For both families, the set of noninteracting pairs were chosen from the same ligands and receptors as those in the set of known interacting pairs to ensure that the classifier distinguishes complementarity of the interfaces rather than their composition. For each sequence we identified a set of orthologs from the available genomic databases. Since cytokines belong to families that were greatly expanded and diversified in mammalian evolution, we included the sequences from the following genomes: Mus Musculus, Canis Familiaris, Bos Taurus, Rattus Norvegicus, Pan Troglodytes, and Sus Scrofa. We initially addressed the challenge of calculating correlated mutation scores by insisting that ligands and receptors from the same family have the same set of orthologs. We thus had to omit S. Scrofa and P. Trogodytes orthologs for the 4-helical and TNF-like families, respectively. For each protein an MSA of orthologs was created using CLUSTALW (Higgins and Sharp 1988).
Algorithm
Figure 2 shows an overview of the LTHREADER algorithm and each stage is described in detail below.

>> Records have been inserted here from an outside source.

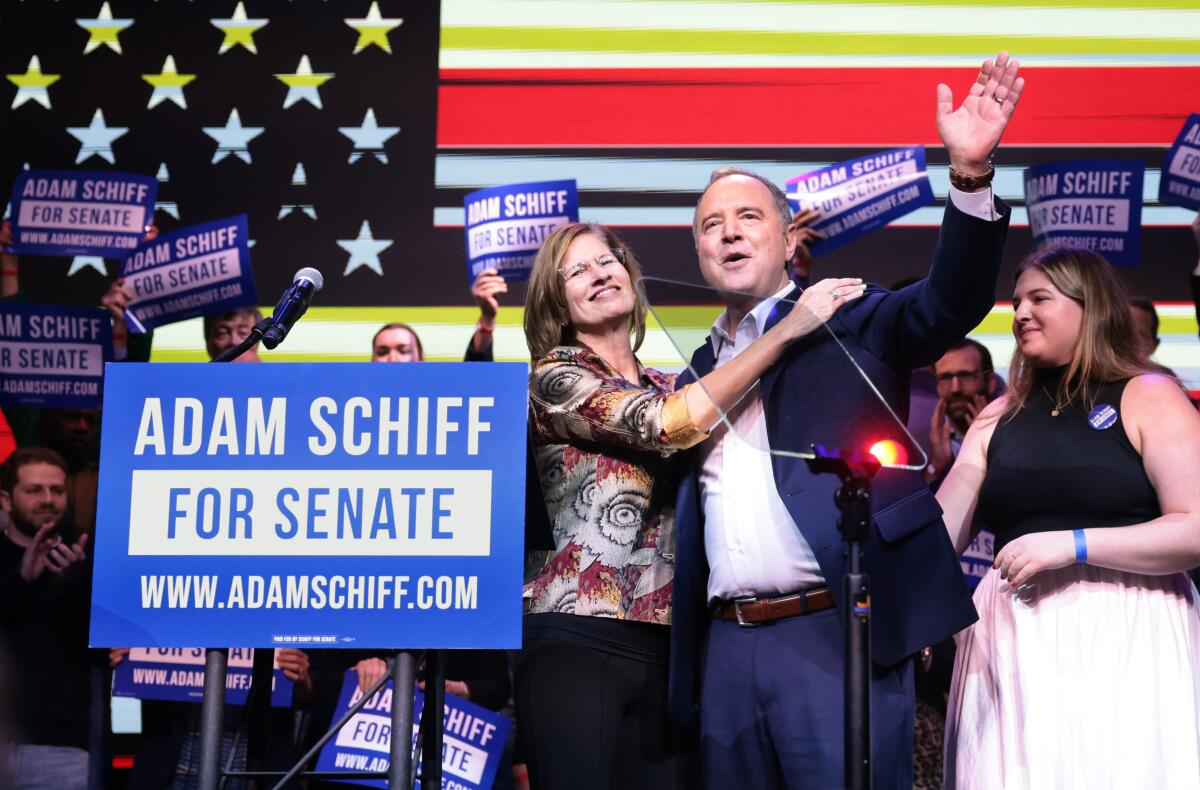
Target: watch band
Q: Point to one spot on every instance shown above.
(971, 183)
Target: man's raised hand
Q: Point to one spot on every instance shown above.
(972, 131)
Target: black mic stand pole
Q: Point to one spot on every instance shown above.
(853, 498)
(402, 669)
(216, 659)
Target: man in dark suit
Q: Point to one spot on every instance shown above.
(756, 633)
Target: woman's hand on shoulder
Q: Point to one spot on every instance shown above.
(820, 301)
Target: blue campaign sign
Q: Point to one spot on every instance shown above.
(336, 504)
(177, 675)
(53, 354)
(977, 560)
(505, 225)
(196, 271)
(69, 213)
(1090, 204)
(1180, 183)
(862, 195)
(473, 738)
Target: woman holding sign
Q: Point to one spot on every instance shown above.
(1084, 669)
(591, 686)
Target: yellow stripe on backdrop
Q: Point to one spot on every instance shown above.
(343, 334)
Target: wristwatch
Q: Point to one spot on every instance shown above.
(972, 183)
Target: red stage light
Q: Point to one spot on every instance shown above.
(889, 453)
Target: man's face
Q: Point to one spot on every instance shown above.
(961, 381)
(1144, 331)
(741, 239)
(227, 333)
(39, 498)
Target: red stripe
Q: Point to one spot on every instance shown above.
(783, 107)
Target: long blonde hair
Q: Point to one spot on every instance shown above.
(547, 322)
(1105, 349)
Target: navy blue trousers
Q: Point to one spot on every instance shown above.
(772, 711)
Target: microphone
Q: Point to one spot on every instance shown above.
(292, 305)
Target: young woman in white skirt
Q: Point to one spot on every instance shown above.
(1084, 669)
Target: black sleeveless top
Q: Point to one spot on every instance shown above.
(1073, 471)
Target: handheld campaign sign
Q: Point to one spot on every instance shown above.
(505, 225)
(337, 504)
(473, 738)
(977, 560)
(53, 355)
(196, 271)
(177, 675)
(1095, 205)
(1180, 183)
(862, 195)
(75, 213)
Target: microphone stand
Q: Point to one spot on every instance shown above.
(401, 669)
(853, 497)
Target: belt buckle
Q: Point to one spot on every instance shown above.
(737, 610)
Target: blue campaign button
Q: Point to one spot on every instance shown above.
(1103, 417)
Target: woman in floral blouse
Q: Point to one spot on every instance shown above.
(591, 684)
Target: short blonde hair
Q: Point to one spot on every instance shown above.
(547, 321)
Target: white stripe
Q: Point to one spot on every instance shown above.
(841, 17)
(451, 58)
(349, 341)
(681, 216)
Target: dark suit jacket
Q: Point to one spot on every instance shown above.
(813, 394)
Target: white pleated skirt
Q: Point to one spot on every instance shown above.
(1086, 678)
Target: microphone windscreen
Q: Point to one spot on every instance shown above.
(312, 275)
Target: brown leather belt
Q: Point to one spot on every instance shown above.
(760, 611)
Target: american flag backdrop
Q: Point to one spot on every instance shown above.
(316, 119)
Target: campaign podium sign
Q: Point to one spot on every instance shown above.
(177, 675)
(75, 213)
(53, 355)
(473, 737)
(336, 504)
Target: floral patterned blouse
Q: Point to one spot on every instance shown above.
(603, 448)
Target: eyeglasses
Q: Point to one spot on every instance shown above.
(961, 375)
(601, 263)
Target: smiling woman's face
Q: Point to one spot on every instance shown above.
(1045, 322)
(598, 292)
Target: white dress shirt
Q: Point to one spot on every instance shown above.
(753, 544)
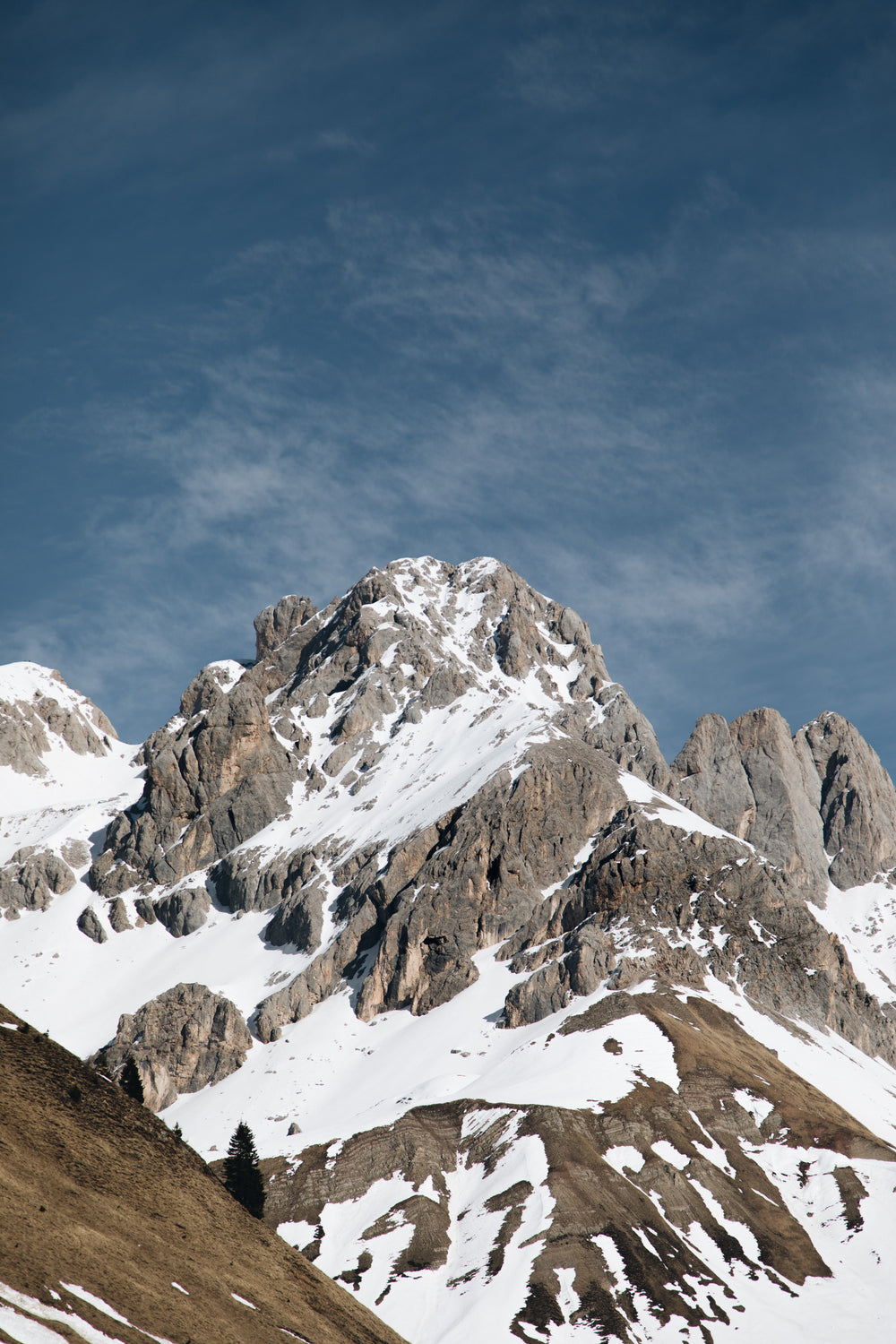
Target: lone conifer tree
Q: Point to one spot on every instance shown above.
(242, 1176)
(131, 1080)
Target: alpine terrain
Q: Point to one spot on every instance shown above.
(538, 1037)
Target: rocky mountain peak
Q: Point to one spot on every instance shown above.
(498, 965)
(39, 714)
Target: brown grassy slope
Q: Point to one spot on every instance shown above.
(96, 1191)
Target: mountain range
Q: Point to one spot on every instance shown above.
(540, 1037)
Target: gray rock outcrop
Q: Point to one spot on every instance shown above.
(751, 779)
(210, 785)
(857, 801)
(90, 926)
(32, 878)
(26, 723)
(185, 1039)
(183, 911)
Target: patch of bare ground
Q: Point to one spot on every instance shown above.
(699, 1185)
(99, 1193)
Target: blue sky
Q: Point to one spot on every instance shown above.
(602, 289)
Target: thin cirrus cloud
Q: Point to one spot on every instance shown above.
(618, 314)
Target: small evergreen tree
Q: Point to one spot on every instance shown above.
(242, 1175)
(131, 1080)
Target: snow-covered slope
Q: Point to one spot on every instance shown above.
(549, 1040)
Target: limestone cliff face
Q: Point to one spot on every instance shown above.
(427, 793)
(857, 800)
(546, 854)
(183, 1040)
(38, 710)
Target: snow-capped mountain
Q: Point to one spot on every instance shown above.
(540, 1037)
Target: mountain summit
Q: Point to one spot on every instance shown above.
(540, 1037)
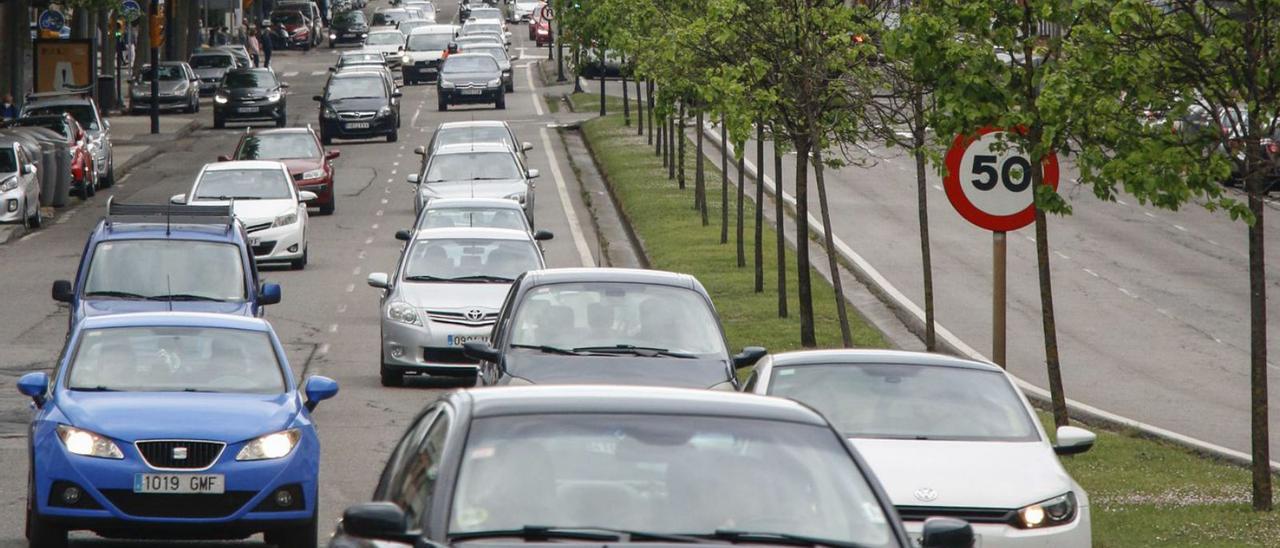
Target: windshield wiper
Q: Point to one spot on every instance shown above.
(777, 538)
(547, 348)
(536, 533)
(635, 350)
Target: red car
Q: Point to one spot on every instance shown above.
(300, 150)
(83, 176)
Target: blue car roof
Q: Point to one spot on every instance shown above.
(176, 319)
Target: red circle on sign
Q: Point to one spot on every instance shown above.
(970, 211)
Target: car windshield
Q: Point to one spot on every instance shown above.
(598, 314)
(470, 260)
(435, 41)
(511, 218)
(211, 60)
(278, 146)
(385, 39)
(159, 269)
(659, 474)
(248, 78)
(243, 185)
(369, 86)
(176, 359)
(472, 167)
(909, 401)
(83, 114)
(167, 72)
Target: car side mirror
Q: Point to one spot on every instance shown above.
(318, 389)
(379, 281)
(269, 293)
(749, 356)
(481, 351)
(35, 386)
(1074, 441)
(63, 291)
(378, 521)
(946, 533)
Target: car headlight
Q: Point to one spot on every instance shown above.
(1056, 511)
(270, 446)
(87, 443)
(405, 314)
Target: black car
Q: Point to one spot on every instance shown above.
(357, 105)
(609, 327)
(250, 95)
(620, 465)
(467, 78)
(348, 27)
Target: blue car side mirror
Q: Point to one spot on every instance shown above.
(270, 293)
(318, 389)
(35, 386)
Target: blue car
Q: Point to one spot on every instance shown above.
(173, 425)
(151, 257)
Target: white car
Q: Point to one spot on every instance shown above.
(946, 437)
(19, 186)
(264, 200)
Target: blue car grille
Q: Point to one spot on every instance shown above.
(195, 455)
(149, 505)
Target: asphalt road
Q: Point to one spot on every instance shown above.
(329, 316)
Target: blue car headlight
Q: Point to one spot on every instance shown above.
(87, 443)
(270, 446)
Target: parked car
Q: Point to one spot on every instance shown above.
(946, 437)
(446, 292)
(264, 200)
(220, 446)
(310, 165)
(158, 257)
(621, 465)
(483, 170)
(19, 186)
(469, 78)
(609, 325)
(178, 86)
(424, 51)
(251, 95)
(359, 105)
(210, 65)
(83, 108)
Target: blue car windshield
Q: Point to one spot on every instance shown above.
(176, 359)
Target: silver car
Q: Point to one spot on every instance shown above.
(446, 291)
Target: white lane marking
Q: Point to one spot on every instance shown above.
(570, 214)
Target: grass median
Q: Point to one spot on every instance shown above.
(1143, 492)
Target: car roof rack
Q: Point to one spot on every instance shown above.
(172, 214)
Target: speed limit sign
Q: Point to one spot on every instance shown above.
(991, 185)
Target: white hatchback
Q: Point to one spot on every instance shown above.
(264, 200)
(945, 437)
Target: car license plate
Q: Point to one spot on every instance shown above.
(179, 483)
(464, 339)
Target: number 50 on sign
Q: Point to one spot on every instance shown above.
(990, 183)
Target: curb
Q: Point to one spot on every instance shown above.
(912, 315)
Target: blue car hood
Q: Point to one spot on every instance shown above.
(187, 415)
(104, 306)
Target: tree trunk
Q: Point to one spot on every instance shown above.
(1261, 441)
(780, 220)
(804, 284)
(846, 336)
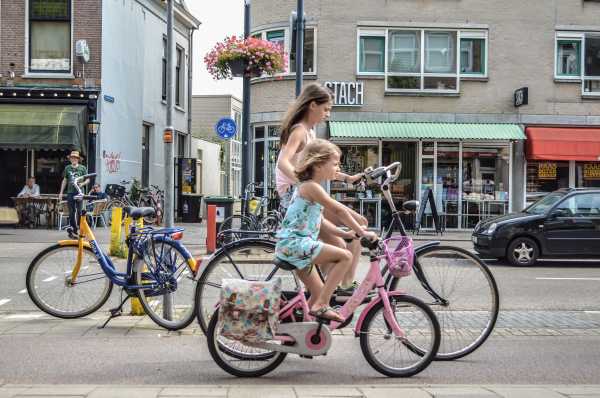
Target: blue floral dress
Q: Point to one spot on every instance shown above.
(297, 239)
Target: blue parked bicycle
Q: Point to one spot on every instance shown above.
(74, 278)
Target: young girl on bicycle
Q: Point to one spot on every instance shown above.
(312, 107)
(298, 241)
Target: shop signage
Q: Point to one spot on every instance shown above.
(547, 171)
(591, 171)
(347, 93)
(521, 96)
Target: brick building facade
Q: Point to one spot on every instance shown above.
(433, 84)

Stage 1: Generation of localized profiles for interaction cores
In this stage, we assume that, if a set of ligands and receptors have similar structures and binding orientation, then their corresponding interface surfaces will have good alignment. We first examine the ligand–receptor pairs that have solved structures for their bound complex and align the ligand and receptor structures separately using POSA (Ye and Godzik 2005). Then, clusters of interacting residues are identified within these complexes and mapped to their corresponding ligand and receptor sequences, thus delimiting core regions of interaction within each sequence. Given a set (minimum two) of complexes, the positions of the cores are then optimized to ensure that the locations of the interactions contained in the clusters overlap as much as possible between complexes. Finally, generalized profiles are computed for each residue in the core regions of all pairs of ligand–receptor sequences.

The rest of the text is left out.